There are many mothers and fathers who are reading this and who feel that way this Christmas. Two years ago, they seemed to have a comfortable life without worry. When they tucked their children in at night, they had heat and warmth, and food in the kitchen, and the bills paid. And they felt their children would live out their lives in employment in this country. Now they hold their heads in their hands this Christmas and wonder how it has come to this. They begin to doubt themselves and feel that they have let their partners and their children down. In this state, a lot of emotions come into play, with pride being one of the strongest. And it is this pride which is preventing many families from stretching out a hand this year and asking for help.
We are in the darkest time of the year, when everything seems so all encompassing, when the sunlight that sustained us in summer is banished to the heavens, depriving our senses of even a glimmer of hope. But in just two weeks time, the days will be getting longer, the stretch in the evenings will begin, albeit by just a few minutes, but a stretch nonetheless.

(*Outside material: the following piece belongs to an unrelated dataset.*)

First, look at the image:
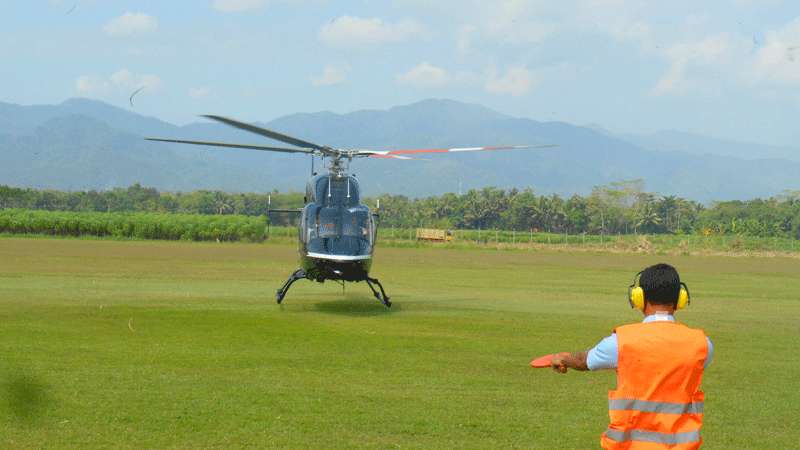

And that is how our minds should be. Don’t let Christmas get to you. A few decades back, I knew what it was like to walk the streets of this city with empty pockets, the bright lights of the season almost mocking me with thei r gaiety. I possessed that ache in my heart because I believed I was the only one who felt this way, that everyone else had everything for Christmas, could buy what they wanted. You could feel this immense pressure on you that unless you had this and that and the other, your Christmas was incomplete and that you as a person were incomplete and a failure.
But you are not alone, just as I was not. There are tens of thousands just like you. Vulnerable, fragile and aching inside. But there are many others who will help you, who will point you in the right direction. Who will ensure that this Christmas you and your family have the basics — food, warmth, and the last ingredient, love, which only you can provide.
Don’t feel pressurised to spend yourself into debt this Christmas? Don’t let what should be a season of joy get you down. Do your best to do the best you can. Remember children will recall the season for the love and togetherness and fun that you can generate at no cost. The security you give them when you hold them at night, money could never buy. The joy you bring when you visit elderly neighbours and ensure they have heat, and food, and company.
These weeks the St Vincent de Paul Society is holding its Christmas collection — if you can give, please do, and let that be your way of helping others. If you cannot, you can still ensure someone is happier and safer, by being a good neighbour and a good family member.